French Institute – Salle Emilienne Moreau-Evrard
Aug 4-5, 7-14, 16-27 (times vary)
The elegant French Institute was the perfect setting for this neo-classical dance performance choreographed by french born Constant Vigier to the electronic pop sounds of Christine and the Queens, and Perfume Genius. Christine and the Queens being the alter ego of Heloise Letissier, and the main inspiration for this 30 minute piece. Danced by three young ballerinas from the Royal Conservatoire of Scotland; Daisy Mullen-Thompson, Jessica Neilson and Nicola Scholefield. They are three young women faced with the pressures of modern life and their struggle to find their own place in a society that is bound by labels, conformity and expectations. Their fragility is expressed in the choreography beautifully, and the quality of dancing is extremely high. Much of the piece is on pointe; perfect pirouettes against the backdrop of electronic pop, with precise synchronicity that couldn’t be faulted. The mix of traditional and modern, made for a cool and refreshing performance that would be enjoyed by all ages.

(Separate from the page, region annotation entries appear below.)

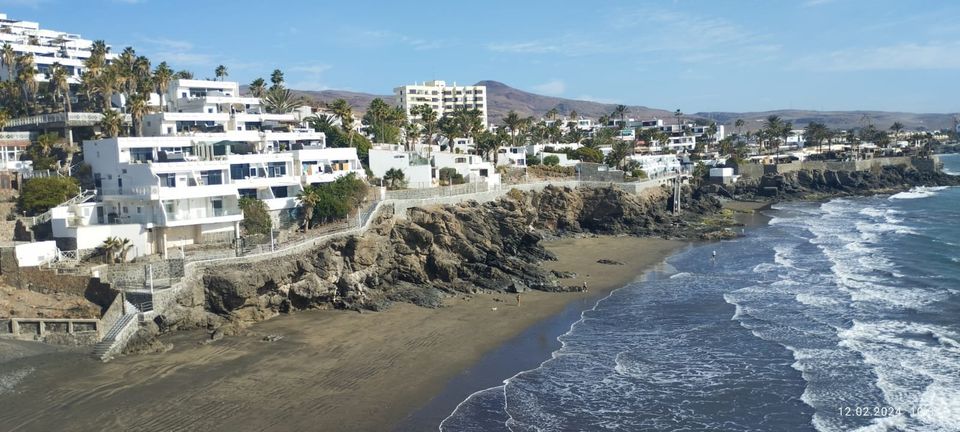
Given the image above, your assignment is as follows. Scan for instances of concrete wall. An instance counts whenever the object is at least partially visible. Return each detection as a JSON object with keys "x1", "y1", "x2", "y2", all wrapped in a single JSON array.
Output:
[{"x1": 15, "y1": 240, "x2": 57, "y2": 267}]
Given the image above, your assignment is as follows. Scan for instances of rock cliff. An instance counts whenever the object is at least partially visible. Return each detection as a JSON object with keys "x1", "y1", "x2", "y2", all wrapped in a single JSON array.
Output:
[{"x1": 145, "y1": 183, "x2": 722, "y2": 340}]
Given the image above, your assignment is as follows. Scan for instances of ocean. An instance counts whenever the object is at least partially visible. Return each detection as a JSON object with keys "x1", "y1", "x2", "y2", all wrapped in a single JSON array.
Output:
[{"x1": 440, "y1": 155, "x2": 960, "y2": 431}]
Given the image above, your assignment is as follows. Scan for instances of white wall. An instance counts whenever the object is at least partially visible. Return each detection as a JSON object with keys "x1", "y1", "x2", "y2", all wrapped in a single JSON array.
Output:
[{"x1": 14, "y1": 240, "x2": 57, "y2": 267}]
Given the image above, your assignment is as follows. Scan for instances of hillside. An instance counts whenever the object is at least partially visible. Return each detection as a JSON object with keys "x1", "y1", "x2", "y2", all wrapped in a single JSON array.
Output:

The piece is choreographed to five tracks, which are centred around LGBT issues; Letissier identifying as pansexual, and Perfume Genius, a gay man who was subjected to homophobic attacks. The photo shoot piece, where the dancers are trying on clothes for a fashion shoot, actually refers to an experience Heloise had, where she had been photoshopped for a magazine piece, presumably to conform to a feminine ideal of beauty. In the previous track “ugly pretty” she sings of the mockery of being pretty, “without distraught there is no pretty”. The other pieces are about women in different places in terms of who they are. The dancers are juggling home life and work life while trying to figure out who they really are. Their youthful smiling faces mask the inner struggles that they are all experiencing as they journey through life; seeking equality, liberty, love and solidarity. A very enjoyable show, with great choreography, cool music and flawless dancing.